Pat Lee:  Of all the DB's on the roster, Lee may be the guy in the most danger.  There's a lot of shuffling going on at DB...with both Harris and Bigby going on the PUP list, not only are there two more roster spots open, but the Packers may consider keeping another player than they would have simply because of depth and so many of these players, like Lee, have been so inconsistent. 

Brandon Underwood was abused last week, but has shown enough previously to keep a roster spot.  Sam Shields should make the team, and special teams mavens Derrick Martin and Jarrett Bush will likely survive another camp, at least until Harris and Bigby return.  Adding in the four starters, Charlie Peprah, and Tramon Williams, that is already 9 DB's.  Lee might benefit if Jason Chery bombs out and Williams is considered primarily as a returner. 

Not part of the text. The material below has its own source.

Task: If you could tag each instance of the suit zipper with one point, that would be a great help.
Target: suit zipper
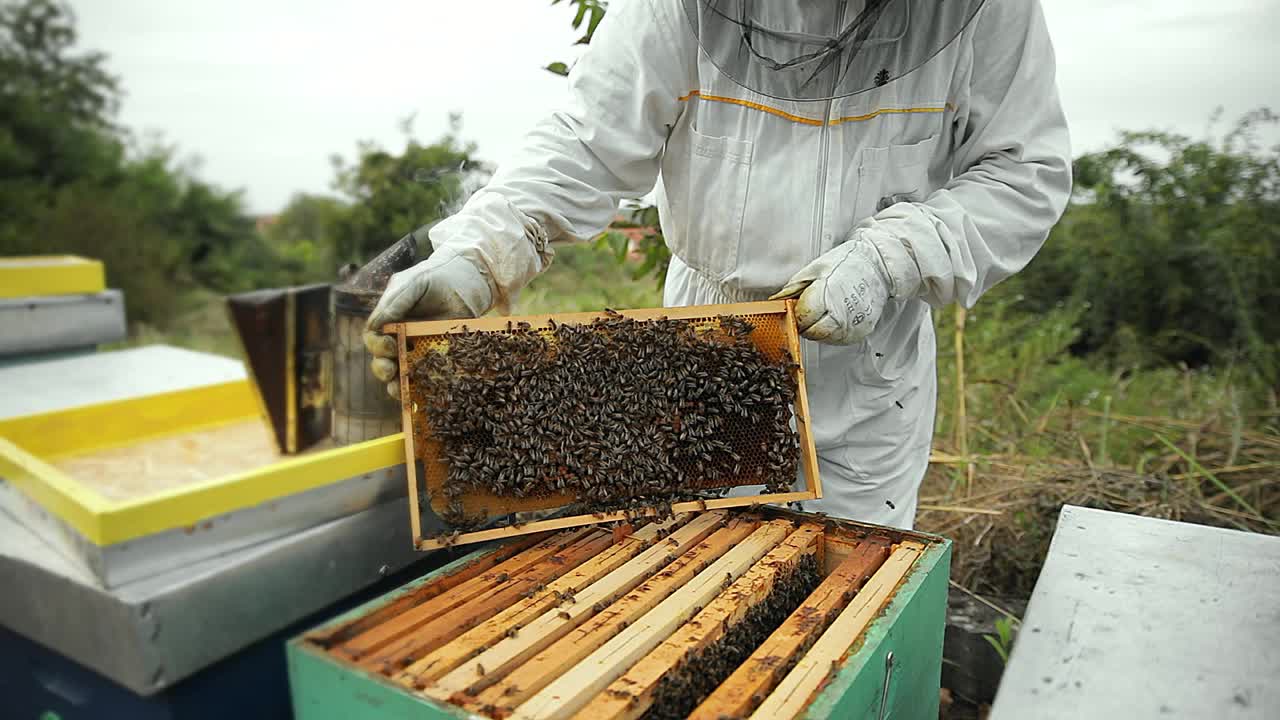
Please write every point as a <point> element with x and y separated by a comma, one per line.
<point>819,204</point>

But Lee needs to justify his second-round status in the draft two years ago.  When undrafted free agents like Shields are showing you up, it's time to put up or shut up.

Chris Bryan:  While many of us have given Tim Masthay the job after his nice punt last week and reports of his booming punts in practice, Kareem warned us last night not to assume anything.  Bryan has been very consistent and his unorthodox punting style is intriguing.   

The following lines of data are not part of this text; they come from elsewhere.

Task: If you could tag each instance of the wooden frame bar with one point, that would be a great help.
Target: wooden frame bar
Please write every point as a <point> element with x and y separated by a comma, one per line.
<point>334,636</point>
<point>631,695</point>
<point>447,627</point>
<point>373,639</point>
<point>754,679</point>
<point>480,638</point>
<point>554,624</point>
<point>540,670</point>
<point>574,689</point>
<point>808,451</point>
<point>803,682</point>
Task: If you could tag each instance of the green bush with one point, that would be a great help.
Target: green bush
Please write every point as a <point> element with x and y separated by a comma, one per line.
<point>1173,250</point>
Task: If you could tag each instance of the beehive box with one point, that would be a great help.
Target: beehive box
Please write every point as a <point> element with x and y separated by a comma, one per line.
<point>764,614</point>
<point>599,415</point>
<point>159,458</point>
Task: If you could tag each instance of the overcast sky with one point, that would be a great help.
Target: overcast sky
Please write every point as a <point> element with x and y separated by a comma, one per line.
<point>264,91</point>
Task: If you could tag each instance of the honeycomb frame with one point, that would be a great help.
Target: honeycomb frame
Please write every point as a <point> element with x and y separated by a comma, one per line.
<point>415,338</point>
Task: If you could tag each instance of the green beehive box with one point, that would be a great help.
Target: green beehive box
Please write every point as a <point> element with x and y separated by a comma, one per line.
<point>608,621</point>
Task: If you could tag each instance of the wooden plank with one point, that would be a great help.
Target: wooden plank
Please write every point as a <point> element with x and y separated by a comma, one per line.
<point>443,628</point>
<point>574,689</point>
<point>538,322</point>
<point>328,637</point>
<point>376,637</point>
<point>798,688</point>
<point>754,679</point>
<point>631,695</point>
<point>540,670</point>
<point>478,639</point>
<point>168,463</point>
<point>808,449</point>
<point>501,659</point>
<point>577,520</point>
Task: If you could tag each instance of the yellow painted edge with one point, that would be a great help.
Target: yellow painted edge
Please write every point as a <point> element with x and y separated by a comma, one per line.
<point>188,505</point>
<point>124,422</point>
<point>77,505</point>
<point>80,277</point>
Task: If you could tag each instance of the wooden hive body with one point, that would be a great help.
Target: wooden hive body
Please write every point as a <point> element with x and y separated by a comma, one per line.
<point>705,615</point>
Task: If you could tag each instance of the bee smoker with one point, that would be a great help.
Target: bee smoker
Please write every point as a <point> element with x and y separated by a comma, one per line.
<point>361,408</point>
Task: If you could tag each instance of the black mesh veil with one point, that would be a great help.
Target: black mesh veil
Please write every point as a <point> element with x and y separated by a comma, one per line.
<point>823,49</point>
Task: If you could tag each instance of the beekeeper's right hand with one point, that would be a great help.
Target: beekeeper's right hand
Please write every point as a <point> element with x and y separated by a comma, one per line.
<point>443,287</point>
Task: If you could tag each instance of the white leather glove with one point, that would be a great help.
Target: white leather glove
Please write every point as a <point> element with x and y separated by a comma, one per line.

Bryan may consider this is final exhibition to prove himself, but even McCarthy has intoned that he thinks both players are NFL-ready and both may be kicking in the league this year.  Bryan is going to want to go out and make it a good dress rehearsal for both the Packers and anyone else looking for a punter.

As Kareem said, Bryan will have to punt the game of his life tomorrow, but if he does, the Packers will have to review a lot of tape.  And remember, these two have been kicking in Green Bay since March...the Packers know more about these two than a couple of days worth of kicks.